I have looked at the following tutorials -
https://r4ds.had.co.nz/workflow-projects.html
https://martinctc.github.io/blog/rstudio-projects-and-working-directories-a-beginner's-guide/
https://swcarpentry.github.io/r-novice-gapminder/02-project-intro/
https://www.tidyverse.org/blog/2017/12/workflow-vs-script/
https://chrisvoncsefalvay.com/2018/08/09/structuring-r-projects/
https://support.rstudio.com/hc/en-us/articles/200526207-Using-Projects
I have broken my answer into three parts:
The question in your title
The reworded question in your text
What I, based on your comments, believe you are actually asking
How to transfer my files to R Projects, and then to GitHub?
From RStudio, just create a new project and move your files to this folder. You can then initialize this folder with git using git init.
How would [my included code] need to be executed inside a project?
You don't need to change anything in your example code. If you just place your files in a project folder they will run just fine.

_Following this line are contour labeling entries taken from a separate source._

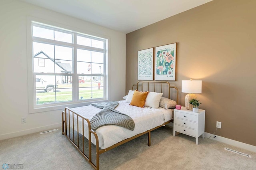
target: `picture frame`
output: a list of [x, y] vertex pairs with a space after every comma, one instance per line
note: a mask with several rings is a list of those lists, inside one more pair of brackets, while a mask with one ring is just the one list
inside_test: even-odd
[[155, 47], [155, 80], [176, 81], [177, 43]]
[[154, 47], [138, 51], [138, 79], [154, 79]]

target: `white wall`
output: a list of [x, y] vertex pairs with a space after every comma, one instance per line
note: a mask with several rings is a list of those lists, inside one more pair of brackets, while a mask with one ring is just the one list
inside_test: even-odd
[[[125, 93], [124, 34], [16, 0], [1, 0], [0, 140], [61, 126], [62, 110], [28, 113], [27, 16], [109, 38], [109, 100], [120, 100]], [[22, 124], [23, 117], [26, 123]]]

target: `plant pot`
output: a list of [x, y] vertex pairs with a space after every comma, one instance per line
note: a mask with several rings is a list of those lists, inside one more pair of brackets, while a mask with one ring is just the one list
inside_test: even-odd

An R project mainly takes care of the following for you:
Working directory (it's always set to the project folder)
File paths (all paths are relative to the project root folder)
Settings (you can set project specific settings)
Further, many external packages are meant to work with projects, making many task easier for you. A project is also a very good starting point for sharing your code with Git.
What would be a good workflow for working with multiple scripts in an R project?
One common way of organizing multiple scripts is to make a new script calling the other scripts in order. Typically, I number the scripts so it's easy to see the order to call them. For example, here I would create 00_main.R and include the code:
source("01_data.R")
source("02_data.R")
source("03_graph.R")
Note that I've renamed your scripts to make the order clear.
In your code, you do not need to save the data to pass it between the scripts. The above code would run just fine if you delete the save() and load() parts of your code. The objects created by the scripts would still be in your global environment, ready for the next script to use them.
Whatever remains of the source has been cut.